Abstract
Chronic pulmonary emphysema, as one of the chronic obstructive pulmonary diseases, is known to be associated with a severe impairment of gas exchange. In an attempt to clarify the real state of impaired alveolar functions in chronic pulmonary emphysema, particularly from a standpoint of the pulmonary weighting function, the functional residual capacity (FRC) that is here considered as an actual space for gas exchange is presumed to consist of at least three functionally different groups of alveoli: 1) fast ventilated space, 2) normally ventilated space, and 3) poorly ventilated space. Under this assumption, a percentage of each space in the FRC, percent distributions of ventilation and perfusion among spaces, and ventilation-perfusion ratio in each space were measured and/or calculated and, consequently, nonuniform distributions of ventilation and perfusion throughout the lungs were revealed. This, together with a calculated percentage of the anatomic right-to-left shunts, pointed to a possible existence of a conceptional “non-ventilated space” in which the predicted ventilation-perfusion ratio would be zero.
Thus, in view of the functional subdivision of the FRC into the above four spaces, the present study was made on the nonuniform distributions of various functional parameters concerning alveolar gas exchange in case of chronic pulmonary emphysema and the data obtained were compared with those previously reported in case of bronchial asthma.
The results are summarized as follows:
1) The fast ventilated space (fast space) consisting of 7.2±3.2% of the FRC participated in 56.4±7.3% of the total ventilation and was perfused by 9.5±5.1% of the total pulmonary blood flow. The ventilation-perfusion ratio and turn over rate of this space were 5.77±1.88 and 7.74±3.86 respectively and improved only a little following the administration of bronchodilator.
2) The normally ventilated space (normal space) holding 19.9±7.3% of the FRC took part in 29.7±6.5% of the total ventilation and received 31.9±7.4% of the total pulmonary blood flow, the ventilation-perfusion ratio being 0.79±0.08. The administration of bronchodilator did not affect these values.
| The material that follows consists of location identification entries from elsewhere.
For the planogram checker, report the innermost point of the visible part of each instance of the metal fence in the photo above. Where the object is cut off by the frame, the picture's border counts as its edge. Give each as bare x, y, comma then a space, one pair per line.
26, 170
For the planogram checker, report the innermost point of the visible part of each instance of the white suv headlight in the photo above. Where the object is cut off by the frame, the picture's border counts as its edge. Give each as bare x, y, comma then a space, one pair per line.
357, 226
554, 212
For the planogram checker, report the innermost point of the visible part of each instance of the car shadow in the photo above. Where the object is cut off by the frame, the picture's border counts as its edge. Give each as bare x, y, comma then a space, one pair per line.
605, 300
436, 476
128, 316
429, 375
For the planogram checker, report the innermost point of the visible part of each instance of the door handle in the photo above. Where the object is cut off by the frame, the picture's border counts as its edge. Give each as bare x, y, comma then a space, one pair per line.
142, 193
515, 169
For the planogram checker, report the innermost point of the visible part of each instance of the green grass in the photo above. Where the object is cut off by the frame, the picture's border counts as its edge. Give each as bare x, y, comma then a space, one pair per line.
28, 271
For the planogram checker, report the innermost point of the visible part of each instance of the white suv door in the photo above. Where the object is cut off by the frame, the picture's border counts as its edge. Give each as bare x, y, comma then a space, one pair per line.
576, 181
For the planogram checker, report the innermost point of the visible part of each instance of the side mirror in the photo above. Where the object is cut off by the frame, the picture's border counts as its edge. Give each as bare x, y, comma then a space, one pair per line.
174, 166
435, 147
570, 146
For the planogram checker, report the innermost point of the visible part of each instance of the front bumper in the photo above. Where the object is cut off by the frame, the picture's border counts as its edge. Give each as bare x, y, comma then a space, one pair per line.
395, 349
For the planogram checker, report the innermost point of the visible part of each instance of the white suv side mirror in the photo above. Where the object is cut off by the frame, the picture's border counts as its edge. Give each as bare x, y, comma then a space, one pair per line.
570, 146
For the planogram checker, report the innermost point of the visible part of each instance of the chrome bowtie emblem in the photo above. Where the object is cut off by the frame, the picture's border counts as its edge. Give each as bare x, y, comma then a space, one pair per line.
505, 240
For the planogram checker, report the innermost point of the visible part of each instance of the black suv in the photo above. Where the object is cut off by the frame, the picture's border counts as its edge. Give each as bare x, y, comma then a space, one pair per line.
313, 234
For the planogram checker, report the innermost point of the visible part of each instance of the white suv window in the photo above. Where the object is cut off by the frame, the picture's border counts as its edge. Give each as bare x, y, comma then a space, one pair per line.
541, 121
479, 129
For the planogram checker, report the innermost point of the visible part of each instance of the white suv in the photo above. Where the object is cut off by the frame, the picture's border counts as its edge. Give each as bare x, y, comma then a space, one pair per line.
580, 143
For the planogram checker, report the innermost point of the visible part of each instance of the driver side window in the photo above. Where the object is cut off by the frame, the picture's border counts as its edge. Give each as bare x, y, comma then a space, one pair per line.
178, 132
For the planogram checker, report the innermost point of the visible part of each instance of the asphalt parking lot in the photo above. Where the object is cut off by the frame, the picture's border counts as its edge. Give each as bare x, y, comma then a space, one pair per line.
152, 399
3) Although the poorly ventilated space (slow space) occupied 72.9±7.5% of the FRC, that is, indeed more than two thirds of the FRC, it was concerned with only 13.9±4.7% of the total ventilation and was perfused by 53.1±9.0% of the total pulmonary blood flow. Consequently, the ventilation-perfusion ratio of this space was as extremely low as 0.21±0.06 and the O2-CO2 diagram also indicated a severe impairment of alveolar gas exchange in this space. The administration of bronchodilator did not affect the volume of this space but improved a little the ventilation-perfusion ratio up to 0.26±0.08. This slight improvement apparently resulted from both a little increase in the absolute ventilation and a slight decrease in the absolute blood flow, though it was far less than the improvement observed in case of bronchial asthma in which a marked increase of the ventilation-perfusion ratio was associated with a decrease in volume of the slow space itself.
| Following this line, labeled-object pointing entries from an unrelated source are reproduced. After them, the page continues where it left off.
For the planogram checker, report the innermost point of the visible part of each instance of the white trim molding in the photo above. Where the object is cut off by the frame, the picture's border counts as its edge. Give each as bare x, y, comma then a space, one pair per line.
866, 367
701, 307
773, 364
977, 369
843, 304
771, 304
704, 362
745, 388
4) Presence of the “non-ventilated space” was suggested by an anatomic venous admixture rate of 5.7±2.8%. This space probably represents a group of alveoli in case of atelectasis and bullae associated with emphysema.
5) Fair correlation between the calculated A-aDO2 and a-ADCO2 and those actually measured, as evidenced by the correlation coefficients (r) of 0.876 for A-aDO2 and 0.961 for a-ADCO2, may justify the fast and normal space subdivisions as a way of analysis in evaluating the alveolar functions.